Suddenly, Pakistan is much more than a ‘dangerous country always making headlines in all ways distressing’. The vast talent and gifts that the country is blessed with help other people take Pakistan out of the box labeled ‘unsafe’.

There is no doubt that things are changing. Opinions are being defied and confronted on diverse battlegrounds. Pakistanis are using film, literature, music, sports, and tourism to present a truer picture of the country.

Academy Awards

From Sharmeen Obaid’s win at the Academy Awards to the Time magazine rating Burqa Avenger as one of the most Influential Fictional Characters of 2013, from Coke Studio winning millions of hearts across the globe to Pakistani authors receiving prestigious literary awards, Pakistani artists are successfully altering perspectives.

Similarly, Pakistan’s magnificent terrain and diverse culture, unexplored and exotic, is attracting many foreign tourists.
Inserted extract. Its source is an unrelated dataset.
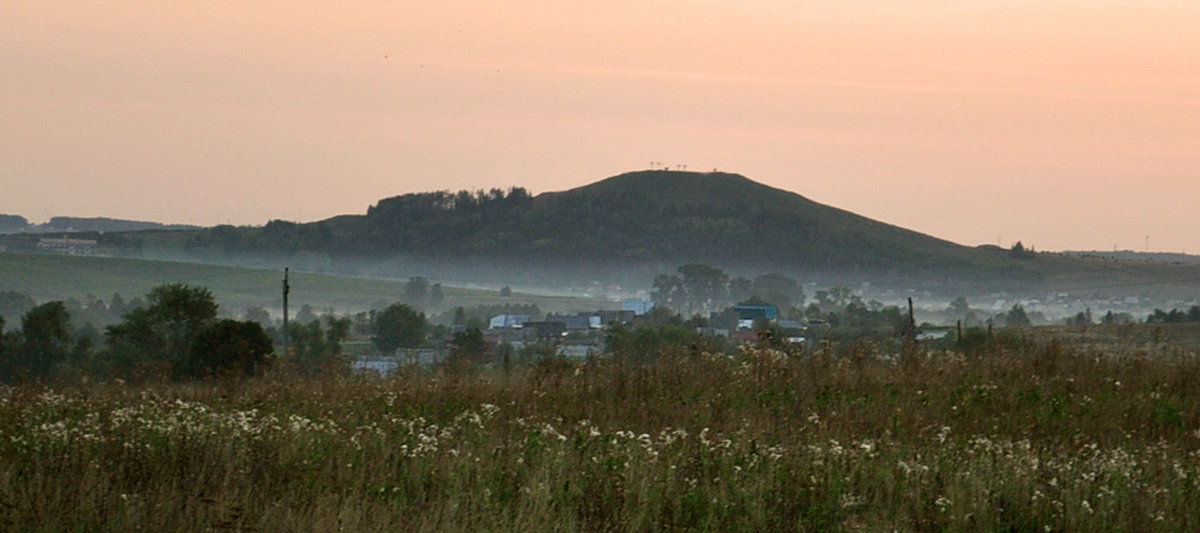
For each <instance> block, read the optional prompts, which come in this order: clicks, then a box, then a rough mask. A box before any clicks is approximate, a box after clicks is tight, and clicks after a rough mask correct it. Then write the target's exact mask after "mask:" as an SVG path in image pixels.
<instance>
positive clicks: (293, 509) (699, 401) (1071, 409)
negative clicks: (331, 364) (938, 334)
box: [0, 340, 1200, 531]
The PTDC recorded a 30% increase in international tourism since 2013, and Pakistan was ranked on top by British Backpacker Society among twenty top travel destinations for 2018.


That leaves sports. As a newly independent state, Pakistan had competed with much success but over the years, lack of funds and substandard facilities have caused us to fall behind other nations. Renowned for producing legendary cricketers, the zenith of our national team was winning the ICC World Cup in 1992. Then there is hockey and squash where Pakistan is always remembered as one of the greats of the games. Furthermore, Pakistani athletes have won a total of ten medals in the Olympics (eight of those from men’s field hockey) and we have not won a single medal at the games since 1992 Barcelona.
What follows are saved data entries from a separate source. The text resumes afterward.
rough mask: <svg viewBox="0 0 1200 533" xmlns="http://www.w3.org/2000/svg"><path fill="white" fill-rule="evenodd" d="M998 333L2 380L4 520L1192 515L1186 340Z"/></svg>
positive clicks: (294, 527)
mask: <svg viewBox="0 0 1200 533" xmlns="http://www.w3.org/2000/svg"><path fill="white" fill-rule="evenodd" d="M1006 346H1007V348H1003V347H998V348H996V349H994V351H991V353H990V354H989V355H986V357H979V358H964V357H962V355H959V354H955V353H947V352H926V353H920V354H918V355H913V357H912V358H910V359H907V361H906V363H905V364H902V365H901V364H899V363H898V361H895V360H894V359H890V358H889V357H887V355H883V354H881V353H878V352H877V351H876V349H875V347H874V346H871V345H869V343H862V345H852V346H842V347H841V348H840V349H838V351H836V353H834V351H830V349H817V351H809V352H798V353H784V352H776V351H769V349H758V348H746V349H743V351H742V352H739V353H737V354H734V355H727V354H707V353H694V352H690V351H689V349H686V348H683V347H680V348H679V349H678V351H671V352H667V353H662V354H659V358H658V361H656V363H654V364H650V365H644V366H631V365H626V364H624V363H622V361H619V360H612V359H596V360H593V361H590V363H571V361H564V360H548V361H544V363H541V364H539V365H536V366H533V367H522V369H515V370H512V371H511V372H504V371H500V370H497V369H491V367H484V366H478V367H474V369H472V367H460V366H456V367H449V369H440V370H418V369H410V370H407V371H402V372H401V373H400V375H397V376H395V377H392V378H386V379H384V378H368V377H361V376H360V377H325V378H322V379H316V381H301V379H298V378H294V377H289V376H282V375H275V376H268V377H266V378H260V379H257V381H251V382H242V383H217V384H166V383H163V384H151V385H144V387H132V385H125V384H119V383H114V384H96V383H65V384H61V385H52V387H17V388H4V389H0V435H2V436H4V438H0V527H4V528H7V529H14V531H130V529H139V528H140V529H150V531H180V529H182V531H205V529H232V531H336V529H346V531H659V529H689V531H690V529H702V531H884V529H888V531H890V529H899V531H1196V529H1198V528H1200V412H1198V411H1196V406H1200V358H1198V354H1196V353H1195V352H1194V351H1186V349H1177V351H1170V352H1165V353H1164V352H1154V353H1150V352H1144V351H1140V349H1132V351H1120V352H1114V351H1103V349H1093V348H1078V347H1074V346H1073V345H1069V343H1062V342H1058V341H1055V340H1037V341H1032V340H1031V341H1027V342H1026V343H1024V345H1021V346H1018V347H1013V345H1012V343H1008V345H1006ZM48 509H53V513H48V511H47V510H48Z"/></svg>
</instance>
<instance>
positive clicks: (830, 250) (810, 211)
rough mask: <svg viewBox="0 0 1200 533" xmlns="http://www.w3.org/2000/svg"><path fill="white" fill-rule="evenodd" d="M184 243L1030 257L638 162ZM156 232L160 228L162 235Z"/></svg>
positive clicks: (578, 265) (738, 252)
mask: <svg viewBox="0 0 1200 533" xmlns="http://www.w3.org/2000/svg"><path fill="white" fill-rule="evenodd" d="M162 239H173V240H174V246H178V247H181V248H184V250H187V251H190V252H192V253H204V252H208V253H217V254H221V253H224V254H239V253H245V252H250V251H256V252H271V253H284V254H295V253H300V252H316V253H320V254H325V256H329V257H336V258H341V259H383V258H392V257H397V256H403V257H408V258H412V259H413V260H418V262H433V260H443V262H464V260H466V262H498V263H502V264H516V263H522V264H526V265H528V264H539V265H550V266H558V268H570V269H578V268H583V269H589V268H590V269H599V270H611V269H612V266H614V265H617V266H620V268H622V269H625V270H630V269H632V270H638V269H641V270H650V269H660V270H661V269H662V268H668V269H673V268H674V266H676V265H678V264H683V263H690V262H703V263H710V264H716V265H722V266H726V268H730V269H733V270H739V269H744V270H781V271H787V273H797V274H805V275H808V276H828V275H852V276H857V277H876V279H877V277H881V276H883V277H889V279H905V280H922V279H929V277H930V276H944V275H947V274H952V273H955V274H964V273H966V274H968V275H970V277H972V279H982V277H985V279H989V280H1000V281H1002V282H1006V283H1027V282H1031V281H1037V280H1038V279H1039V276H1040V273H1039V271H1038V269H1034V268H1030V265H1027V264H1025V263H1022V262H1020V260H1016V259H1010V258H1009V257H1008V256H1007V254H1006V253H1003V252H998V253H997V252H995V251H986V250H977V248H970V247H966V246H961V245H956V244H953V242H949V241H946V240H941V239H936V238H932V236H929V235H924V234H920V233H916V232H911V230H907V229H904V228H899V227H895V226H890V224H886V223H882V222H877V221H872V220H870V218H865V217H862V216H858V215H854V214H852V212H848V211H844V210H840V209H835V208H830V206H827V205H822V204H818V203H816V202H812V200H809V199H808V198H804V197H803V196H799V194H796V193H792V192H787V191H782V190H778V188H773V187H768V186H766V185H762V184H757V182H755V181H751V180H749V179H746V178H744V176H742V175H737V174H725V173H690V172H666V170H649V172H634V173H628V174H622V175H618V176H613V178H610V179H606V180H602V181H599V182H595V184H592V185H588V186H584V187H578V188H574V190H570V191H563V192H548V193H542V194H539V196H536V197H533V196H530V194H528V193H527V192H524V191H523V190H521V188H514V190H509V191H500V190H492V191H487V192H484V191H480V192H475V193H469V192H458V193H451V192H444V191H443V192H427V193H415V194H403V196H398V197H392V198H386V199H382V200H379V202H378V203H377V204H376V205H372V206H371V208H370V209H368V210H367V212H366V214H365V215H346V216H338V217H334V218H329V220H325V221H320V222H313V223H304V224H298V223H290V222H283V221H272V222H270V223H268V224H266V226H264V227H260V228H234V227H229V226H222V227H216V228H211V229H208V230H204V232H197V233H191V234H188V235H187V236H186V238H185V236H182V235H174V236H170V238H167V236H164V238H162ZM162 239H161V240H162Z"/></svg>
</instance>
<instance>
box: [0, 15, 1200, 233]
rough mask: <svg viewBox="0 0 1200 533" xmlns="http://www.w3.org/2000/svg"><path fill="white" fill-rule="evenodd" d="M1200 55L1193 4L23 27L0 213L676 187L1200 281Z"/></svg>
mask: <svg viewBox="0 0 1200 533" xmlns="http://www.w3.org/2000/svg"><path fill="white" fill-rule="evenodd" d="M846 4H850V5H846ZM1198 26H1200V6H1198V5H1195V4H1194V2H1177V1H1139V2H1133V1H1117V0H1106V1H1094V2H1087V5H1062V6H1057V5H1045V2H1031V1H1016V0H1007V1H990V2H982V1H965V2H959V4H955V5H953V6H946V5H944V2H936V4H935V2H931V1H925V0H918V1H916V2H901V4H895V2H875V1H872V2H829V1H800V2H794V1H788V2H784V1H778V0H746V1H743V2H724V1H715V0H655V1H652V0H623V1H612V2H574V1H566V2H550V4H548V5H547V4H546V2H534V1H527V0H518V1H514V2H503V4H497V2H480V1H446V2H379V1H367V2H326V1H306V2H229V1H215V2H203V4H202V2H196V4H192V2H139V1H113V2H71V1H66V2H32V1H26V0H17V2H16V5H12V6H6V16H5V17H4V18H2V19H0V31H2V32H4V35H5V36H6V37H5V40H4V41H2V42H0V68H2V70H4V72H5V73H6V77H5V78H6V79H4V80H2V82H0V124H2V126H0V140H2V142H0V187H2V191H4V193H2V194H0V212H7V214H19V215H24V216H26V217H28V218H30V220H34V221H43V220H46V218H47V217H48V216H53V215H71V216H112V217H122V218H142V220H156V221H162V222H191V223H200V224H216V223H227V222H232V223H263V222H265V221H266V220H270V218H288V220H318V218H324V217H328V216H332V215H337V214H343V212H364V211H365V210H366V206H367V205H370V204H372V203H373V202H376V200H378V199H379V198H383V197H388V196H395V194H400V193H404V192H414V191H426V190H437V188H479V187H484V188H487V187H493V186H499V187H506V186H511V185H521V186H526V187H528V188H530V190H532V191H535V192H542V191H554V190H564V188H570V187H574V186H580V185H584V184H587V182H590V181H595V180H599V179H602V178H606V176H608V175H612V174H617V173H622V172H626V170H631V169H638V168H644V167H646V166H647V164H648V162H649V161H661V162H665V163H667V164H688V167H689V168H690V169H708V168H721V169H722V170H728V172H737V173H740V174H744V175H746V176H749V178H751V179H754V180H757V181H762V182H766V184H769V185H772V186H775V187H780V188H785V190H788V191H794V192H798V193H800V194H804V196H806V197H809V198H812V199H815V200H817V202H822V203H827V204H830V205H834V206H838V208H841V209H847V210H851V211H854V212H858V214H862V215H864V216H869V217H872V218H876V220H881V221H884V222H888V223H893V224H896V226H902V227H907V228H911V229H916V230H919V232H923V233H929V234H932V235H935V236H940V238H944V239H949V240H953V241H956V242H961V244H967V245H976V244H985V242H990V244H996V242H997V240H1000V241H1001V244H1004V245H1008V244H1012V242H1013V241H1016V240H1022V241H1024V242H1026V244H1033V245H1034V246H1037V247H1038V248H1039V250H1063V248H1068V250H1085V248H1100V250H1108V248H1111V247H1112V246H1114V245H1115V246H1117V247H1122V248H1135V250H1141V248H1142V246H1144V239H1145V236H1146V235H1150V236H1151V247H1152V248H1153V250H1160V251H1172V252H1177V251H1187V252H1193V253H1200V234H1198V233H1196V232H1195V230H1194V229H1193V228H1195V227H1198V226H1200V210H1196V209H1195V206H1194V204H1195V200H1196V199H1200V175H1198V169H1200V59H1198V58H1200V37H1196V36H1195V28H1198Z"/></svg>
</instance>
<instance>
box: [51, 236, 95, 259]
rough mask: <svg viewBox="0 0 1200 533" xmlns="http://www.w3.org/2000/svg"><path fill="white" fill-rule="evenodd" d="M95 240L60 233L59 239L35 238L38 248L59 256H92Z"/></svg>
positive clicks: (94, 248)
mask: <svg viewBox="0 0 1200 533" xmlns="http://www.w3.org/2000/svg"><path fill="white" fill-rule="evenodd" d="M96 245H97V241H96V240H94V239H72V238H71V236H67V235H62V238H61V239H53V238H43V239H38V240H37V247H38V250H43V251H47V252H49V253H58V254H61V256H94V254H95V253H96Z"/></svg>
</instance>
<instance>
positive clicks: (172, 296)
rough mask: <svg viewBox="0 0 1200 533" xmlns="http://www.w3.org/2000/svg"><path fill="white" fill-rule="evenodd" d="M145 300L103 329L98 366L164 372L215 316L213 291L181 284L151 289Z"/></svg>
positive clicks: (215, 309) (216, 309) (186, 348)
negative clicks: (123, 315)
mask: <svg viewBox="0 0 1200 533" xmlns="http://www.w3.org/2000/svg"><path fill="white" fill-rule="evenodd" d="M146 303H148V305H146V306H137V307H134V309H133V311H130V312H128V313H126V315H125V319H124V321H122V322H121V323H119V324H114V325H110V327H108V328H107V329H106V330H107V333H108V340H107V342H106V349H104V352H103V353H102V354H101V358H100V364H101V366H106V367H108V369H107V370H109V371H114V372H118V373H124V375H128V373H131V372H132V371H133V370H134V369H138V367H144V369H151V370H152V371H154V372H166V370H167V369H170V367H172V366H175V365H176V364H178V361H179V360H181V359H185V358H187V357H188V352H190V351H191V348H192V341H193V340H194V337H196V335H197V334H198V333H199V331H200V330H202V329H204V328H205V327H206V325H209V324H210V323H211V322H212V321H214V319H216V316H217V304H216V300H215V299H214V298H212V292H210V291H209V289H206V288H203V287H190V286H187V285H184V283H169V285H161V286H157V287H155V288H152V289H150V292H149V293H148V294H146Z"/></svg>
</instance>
However, this trend too is now slowly changing and more money and attention is being placed on sports. With sportsmen and women competing abroad, restructuring of national tournaments, and new facilities and equipment being provided, there has been an overall improvement in the country.

Despite the country’s problems back home including the cricket ban and political and infrastructural problems, Pakistan is now slowly but surely getting back on the world map for sports.
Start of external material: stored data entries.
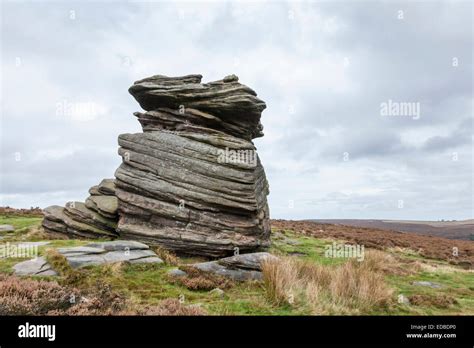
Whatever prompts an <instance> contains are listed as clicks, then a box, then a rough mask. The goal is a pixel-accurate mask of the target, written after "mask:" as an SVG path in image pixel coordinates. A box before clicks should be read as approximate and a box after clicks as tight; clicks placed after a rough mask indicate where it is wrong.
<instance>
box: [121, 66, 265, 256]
mask: <svg viewBox="0 0 474 348" xmlns="http://www.w3.org/2000/svg"><path fill="white" fill-rule="evenodd" d="M237 80H238V79H237V77H235V76H231V77H228V78H226V79H224V80H221V81H216V82H211V83H208V84H200V81H201V76H199V75H190V76H185V77H179V78H168V77H163V76H154V77H151V78H148V79H144V80H141V81H138V82H136V83H135V84H134V85H133V86H132V87H131V88H130V93H132V95H134V97H135V98H136V99H137V101H138V102H139V103H140V105H141V106H142V107H143V108H145V109H147V110H149V111H148V112H147V113H145V114H141V113H137V114H136V115H137V116H138V118H139V120H140V122H141V124H142V126H143V129H144V131H145V132H144V133H138V134H122V135H120V136H119V145H120V149H119V154H120V155H121V156H122V157H123V163H122V165H121V166H120V167H119V168H118V169H117V171H116V173H115V176H116V195H117V197H118V199H119V215H120V220H119V224H118V229H117V231H118V233H119V234H120V236H121V238H127V239H136V240H140V241H143V242H145V243H151V244H159V245H162V246H163V247H165V248H168V249H172V250H175V251H177V252H182V253H187V254H197V255H206V256H224V255H227V254H230V253H232V252H234V250H235V248H239V250H240V251H241V252H246V251H253V250H257V249H259V248H261V247H265V246H267V245H268V242H269V232H270V227H269V222H268V217H269V212H268V205H267V200H266V196H267V195H268V183H267V180H266V177H265V172H264V170H263V167H262V165H261V163H260V160H259V158H258V155H257V153H256V149H255V146H254V145H253V143H252V142H251V139H252V138H254V137H256V136H261V135H262V133H261V130H262V127H261V125H260V113H261V111H262V110H263V109H264V108H265V103H264V102H262V101H261V100H260V99H258V98H257V97H256V94H255V92H254V91H252V90H251V89H250V88H248V87H246V86H244V85H241V84H240V83H238V82H237Z"/></svg>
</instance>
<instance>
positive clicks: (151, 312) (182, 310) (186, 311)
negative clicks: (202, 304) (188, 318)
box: [139, 298, 207, 316]
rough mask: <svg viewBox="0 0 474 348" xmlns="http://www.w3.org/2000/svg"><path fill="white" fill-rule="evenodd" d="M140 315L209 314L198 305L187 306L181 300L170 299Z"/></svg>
mask: <svg viewBox="0 0 474 348" xmlns="http://www.w3.org/2000/svg"><path fill="white" fill-rule="evenodd" d="M139 314H140V315H184V316H189V315H206V314H207V312H206V311H205V310H204V309H203V308H201V307H199V306H196V305H188V306H185V305H184V304H183V303H181V302H180V301H179V300H177V299H174V298H168V299H166V300H163V301H161V303H160V304H159V305H157V306H149V307H146V308H145V309H144V310H142V311H141V312H140V313H139Z"/></svg>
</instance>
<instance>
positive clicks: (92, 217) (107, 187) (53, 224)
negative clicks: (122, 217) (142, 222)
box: [42, 179, 118, 239]
mask: <svg viewBox="0 0 474 348" xmlns="http://www.w3.org/2000/svg"><path fill="white" fill-rule="evenodd" d="M89 193H90V197H89V198H87V200H86V202H85V203H82V202H69V203H67V204H66V206H65V207H60V206H57V205H53V206H51V207H48V208H46V209H44V210H43V213H44V219H43V223H42V225H43V228H44V229H45V231H46V232H52V233H61V234H65V235H67V236H69V237H71V238H106V239H114V238H116V237H117V236H118V235H117V232H116V228H117V220H118V200H117V197H116V196H115V183H114V179H104V180H102V182H101V183H100V184H99V185H97V186H93V187H91V189H90V190H89Z"/></svg>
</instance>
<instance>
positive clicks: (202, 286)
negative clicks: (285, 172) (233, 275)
mask: <svg viewBox="0 0 474 348" xmlns="http://www.w3.org/2000/svg"><path fill="white" fill-rule="evenodd" d="M180 269H181V270H182V271H184V272H186V274H187V275H186V276H182V277H172V276H171V277H169V281H170V282H171V283H174V284H179V285H182V286H184V287H186V288H187V289H189V290H212V289H215V288H219V289H227V288H230V287H232V286H233V285H234V283H233V282H232V280H230V279H228V278H225V277H223V276H219V275H216V274H212V273H209V272H204V271H201V270H200V269H197V268H195V267H191V266H181V267H180Z"/></svg>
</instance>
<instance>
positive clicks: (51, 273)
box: [13, 240, 163, 276]
mask: <svg viewBox="0 0 474 348" xmlns="http://www.w3.org/2000/svg"><path fill="white" fill-rule="evenodd" d="M57 251H58V252H59V253H60V254H62V255H63V256H64V257H65V258H66V260H67V261H68V263H69V265H70V266H71V267H72V268H81V267H86V266H91V265H102V264H107V263H117V262H130V263H162V262H163V260H161V259H160V258H159V257H158V256H157V255H156V254H155V252H154V251H152V250H150V249H149V247H148V246H147V245H145V244H142V243H138V242H134V241H120V240H116V241H111V242H101V243H90V244H87V245H86V246H80V247H71V248H59V249H57ZM13 269H14V271H15V274H17V275H37V276H54V275H57V272H56V271H55V270H54V269H53V268H52V267H51V265H50V264H49V263H48V262H47V260H46V259H45V258H44V257H38V258H35V259H31V260H27V261H23V262H20V263H18V264H16V265H15V266H13Z"/></svg>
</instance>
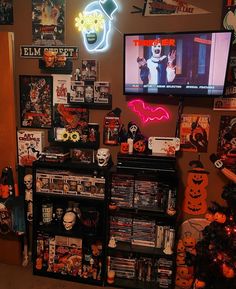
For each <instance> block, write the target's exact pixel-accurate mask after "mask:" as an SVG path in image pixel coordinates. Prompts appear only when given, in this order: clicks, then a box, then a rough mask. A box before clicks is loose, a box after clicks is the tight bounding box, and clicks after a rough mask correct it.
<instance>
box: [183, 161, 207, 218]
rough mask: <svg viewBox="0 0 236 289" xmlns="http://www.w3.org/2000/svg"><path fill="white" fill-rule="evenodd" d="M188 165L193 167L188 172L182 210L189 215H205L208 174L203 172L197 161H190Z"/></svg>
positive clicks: (202, 169) (206, 204) (203, 169)
mask: <svg viewBox="0 0 236 289" xmlns="http://www.w3.org/2000/svg"><path fill="white" fill-rule="evenodd" d="M189 165H190V166H195V167H194V168H193V169H192V170H190V171H189V172H188V177H187V186H186V189H185V198H184V202H183V210H184V212H185V213H187V214H190V215H201V214H205V213H206V210H207V203H206V198H207V190H206V186H207V185H208V172H207V171H205V170H204V168H203V165H202V163H201V162H200V161H199V160H198V161H191V162H190V163H189Z"/></svg>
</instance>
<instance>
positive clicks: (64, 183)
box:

Coca-Cola’s FIFA Football World Cup Trophy Tour

Take for example that for the first time ever, Pakistan is included in the Coca-Cola’s FIFA Football World Cup Trophy Tour this year. This is a proud moment not only for football enthusiasts but for the entire country as football’s most coveted prize visiting Pakistan will greatly boost a softer image of the nation on the global stage.

The entire world will be watching us on 3rd February when the World Cup trophy arrives in Pakistan. Moments like these could go a long way in portraying a better image of Pakistan to the world. It will encourage international sports athletes and boards to visit Pakistan and compete in different sports with our national teams.

The beauty of investing in sports is that it not only advances Pakistan’s reputation as a peaceful, progressive country, but it also plays a vital role in youth development. Initiatives like the Trophy Tour, also an encouragement to the young talented athletes who want to pursue sports as their careers, should be considered a beginning.


We have a long way to go and much more needs to be done. But every positive step counts and the World Cup trophy coming to Pakistan is most definitely one.